The SS United States has been largely forgotten, but many who remember her appear in the documentary SS United States: Lady in Waiting. Radler directed the film and produced it with colleagues Mark Perry and Dea Shandera.

Radler says the story begins the ship's designer, William Francis Gibbs, a man who had no formal training in ship-building. Gibbs was a lawyer who hated his job and taught himself nautical engineering. He went on to design many US cargo ships during World War II, and realized the ocean liners that took troops across the Atlantic were slow and vulnerable. He designed the SS United States as a ship that would excel in both wartime and peacetime. It was built with help from the U.S. Navy, has an extra-thick hull, and was able to withstand an iceberg or torpedo. With almost no wood on board, it was virtually fire-proof. The ship's lightweight superstructure was the largest aluminum edifice in the world.

"It was a dual-purpose ship," he said. "It was designed to be the most modern, safe luxury liner in the world, but at the same time, within 24 hours could be converted to a troop ship and could carry 14,000 or 15,000 troops across the Pacific at top speed and back without refueling or re-provisioning. No other ship in history could do this."

The SS United States went into service in 1952. With its narrow hull and powerful engines, it reached speeds of at least 43 knots - nearly 80 kilometers per hour - while running at less than full power. Its top speed was a military secret, but the ship earned the trans-Atlantic speed award known as the "Blue Riband," previously held by the Queen Mary.

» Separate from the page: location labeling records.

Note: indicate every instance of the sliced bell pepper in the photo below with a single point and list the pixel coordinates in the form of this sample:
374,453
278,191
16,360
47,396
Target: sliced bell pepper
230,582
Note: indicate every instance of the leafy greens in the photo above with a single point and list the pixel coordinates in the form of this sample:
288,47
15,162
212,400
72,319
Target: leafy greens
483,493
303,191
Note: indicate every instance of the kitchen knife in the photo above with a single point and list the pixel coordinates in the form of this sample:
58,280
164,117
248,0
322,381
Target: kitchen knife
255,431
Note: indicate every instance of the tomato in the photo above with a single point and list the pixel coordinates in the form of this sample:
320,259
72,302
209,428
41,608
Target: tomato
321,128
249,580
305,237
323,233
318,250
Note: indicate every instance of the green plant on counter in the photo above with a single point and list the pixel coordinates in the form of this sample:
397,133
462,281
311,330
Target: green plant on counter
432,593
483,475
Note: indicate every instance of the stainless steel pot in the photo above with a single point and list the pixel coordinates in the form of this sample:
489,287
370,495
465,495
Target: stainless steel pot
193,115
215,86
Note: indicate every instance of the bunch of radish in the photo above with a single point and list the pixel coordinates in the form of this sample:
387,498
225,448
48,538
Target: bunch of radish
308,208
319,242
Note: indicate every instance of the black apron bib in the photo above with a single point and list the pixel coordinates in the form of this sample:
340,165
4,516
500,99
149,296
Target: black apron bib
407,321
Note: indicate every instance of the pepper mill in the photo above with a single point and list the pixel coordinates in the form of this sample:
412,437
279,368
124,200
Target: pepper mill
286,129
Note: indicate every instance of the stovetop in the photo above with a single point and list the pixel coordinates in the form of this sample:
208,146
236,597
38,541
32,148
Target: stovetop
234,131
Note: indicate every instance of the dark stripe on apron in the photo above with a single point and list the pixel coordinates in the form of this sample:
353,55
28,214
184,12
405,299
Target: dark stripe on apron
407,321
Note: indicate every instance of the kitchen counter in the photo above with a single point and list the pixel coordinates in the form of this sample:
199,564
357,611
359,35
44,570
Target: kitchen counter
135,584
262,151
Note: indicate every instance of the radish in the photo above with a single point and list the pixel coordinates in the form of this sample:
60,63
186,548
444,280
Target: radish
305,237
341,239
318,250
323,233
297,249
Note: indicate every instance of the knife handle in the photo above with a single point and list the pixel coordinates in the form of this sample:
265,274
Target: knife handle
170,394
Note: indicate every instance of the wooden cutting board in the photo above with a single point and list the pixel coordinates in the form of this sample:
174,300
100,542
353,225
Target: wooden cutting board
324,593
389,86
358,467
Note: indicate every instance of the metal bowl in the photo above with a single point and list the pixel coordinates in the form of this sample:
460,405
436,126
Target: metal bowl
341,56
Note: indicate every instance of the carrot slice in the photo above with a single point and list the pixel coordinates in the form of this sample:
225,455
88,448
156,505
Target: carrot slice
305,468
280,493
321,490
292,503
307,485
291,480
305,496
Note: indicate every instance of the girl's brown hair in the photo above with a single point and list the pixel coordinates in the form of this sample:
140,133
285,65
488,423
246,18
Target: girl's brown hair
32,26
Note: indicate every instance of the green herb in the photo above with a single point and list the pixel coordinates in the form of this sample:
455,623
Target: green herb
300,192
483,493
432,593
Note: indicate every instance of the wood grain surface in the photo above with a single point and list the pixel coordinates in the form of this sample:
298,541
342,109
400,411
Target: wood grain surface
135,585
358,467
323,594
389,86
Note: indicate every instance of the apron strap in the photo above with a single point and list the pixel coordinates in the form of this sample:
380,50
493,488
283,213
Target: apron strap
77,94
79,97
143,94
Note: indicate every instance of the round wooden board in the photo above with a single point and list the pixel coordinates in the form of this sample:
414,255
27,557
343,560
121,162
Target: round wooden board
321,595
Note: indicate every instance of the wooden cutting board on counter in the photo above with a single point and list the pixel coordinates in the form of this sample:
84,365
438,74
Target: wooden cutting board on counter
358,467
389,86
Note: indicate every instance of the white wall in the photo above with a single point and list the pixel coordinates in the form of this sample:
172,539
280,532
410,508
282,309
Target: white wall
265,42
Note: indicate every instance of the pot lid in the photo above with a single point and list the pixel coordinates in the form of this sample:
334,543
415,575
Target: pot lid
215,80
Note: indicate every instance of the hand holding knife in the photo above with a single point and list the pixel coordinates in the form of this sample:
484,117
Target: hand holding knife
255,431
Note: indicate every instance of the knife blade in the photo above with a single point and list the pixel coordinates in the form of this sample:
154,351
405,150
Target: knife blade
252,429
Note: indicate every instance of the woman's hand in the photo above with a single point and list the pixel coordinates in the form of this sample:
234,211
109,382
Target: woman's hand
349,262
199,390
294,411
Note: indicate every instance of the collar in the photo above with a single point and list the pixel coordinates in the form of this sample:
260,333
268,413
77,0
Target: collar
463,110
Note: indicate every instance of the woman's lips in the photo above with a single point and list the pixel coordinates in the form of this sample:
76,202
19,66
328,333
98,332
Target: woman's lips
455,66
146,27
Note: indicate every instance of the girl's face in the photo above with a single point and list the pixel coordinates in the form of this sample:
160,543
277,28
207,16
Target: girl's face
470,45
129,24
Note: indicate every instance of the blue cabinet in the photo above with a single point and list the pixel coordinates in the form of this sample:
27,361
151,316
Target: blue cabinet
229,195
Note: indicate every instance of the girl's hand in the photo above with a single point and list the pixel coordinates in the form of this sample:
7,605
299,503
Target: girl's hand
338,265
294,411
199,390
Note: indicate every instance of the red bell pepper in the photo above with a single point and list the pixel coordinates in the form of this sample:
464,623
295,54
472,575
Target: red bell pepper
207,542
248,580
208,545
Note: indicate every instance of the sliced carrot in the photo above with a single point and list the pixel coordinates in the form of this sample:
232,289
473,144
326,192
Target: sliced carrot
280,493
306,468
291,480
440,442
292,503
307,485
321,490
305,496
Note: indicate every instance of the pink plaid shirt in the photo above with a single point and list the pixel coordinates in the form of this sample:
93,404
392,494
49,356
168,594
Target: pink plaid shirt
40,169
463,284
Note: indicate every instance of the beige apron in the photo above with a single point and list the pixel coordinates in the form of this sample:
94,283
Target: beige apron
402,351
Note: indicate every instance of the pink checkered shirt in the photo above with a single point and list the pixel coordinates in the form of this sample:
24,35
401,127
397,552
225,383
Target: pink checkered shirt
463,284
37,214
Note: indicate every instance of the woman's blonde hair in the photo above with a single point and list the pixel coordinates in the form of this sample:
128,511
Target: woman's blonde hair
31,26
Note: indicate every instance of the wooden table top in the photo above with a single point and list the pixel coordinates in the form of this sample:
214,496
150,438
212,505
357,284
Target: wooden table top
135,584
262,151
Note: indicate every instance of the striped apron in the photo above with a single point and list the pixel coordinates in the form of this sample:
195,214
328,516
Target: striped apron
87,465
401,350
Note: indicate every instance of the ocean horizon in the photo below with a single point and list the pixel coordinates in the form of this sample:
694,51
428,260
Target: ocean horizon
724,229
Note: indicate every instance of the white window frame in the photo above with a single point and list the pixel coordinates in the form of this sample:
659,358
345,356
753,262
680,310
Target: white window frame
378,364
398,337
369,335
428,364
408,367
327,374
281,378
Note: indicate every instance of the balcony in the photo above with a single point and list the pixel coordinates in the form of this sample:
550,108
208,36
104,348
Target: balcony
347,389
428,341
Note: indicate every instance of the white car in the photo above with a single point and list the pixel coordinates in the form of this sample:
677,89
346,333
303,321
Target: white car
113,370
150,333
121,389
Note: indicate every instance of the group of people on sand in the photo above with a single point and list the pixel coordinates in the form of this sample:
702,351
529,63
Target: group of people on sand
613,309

A 1952 newsreel captured the excitement as the SS United States returned to port.

"On her return to New York City, nearly everyone seemed to turn out to see the sleek new ship glide into the harbor, with a fire boat and huge harbor craft escort. Her owners were awarded the Hales Trophy, symbolic of the Blue Riband of the Atlantic, and her crew paraded up Broadway for the traditional heroes' homecoming."

The ship's heyday was short. It was retired in 1969, as more and more people were traveling by aircraft.

Bob Radler started work on the documentary while he was in film school in the 1970s, when he did preliminary photography on board the ship. More recently, he secured archive footage from the SS United States Conservancy, a non-profit organization, conducted interviews with former crew and passengers, and shot more video. His one-hour documentary will appear on many U.S. public television stations in May.

Since 1996, the SS United States has been docked in Philadelphia. Norwegian Cruise Lines bought it in 2003, offering hope for its supporters that the massive liner could some day return to service.

"When Norwegian Cruise Lines came in and said that they would refit the ship and reinvent the ship, we were all amazed, frankly," Radler said. "All we had wanted was for the ship not to be broken up and for it to be placed somewhere, perhaps as a hotel or some other attraction to save a great American icon."

Refurbishing the ship for any use would be a massive undertaking, and right now its future is uncertain.

But its story is moving people. Radler says a West Coast screening of the film aboard another ocean liner, the now-retired Queen Mary, evoked an emotional response.

"And the most telling comment: the assistant projectionist walked up to me wiping tears away," he said. "This is a big guy. And he said, that is not a film about a ship, it's a film about a country. And it's a film about what America is capable of, when it exerts itself, that nobody can touch us. And it's also a film about what has been lost over the years, and a film about attempting to recapture that."

Radler says the SS United States, a nearly forgotten relic, is a national treasure that should not be lost.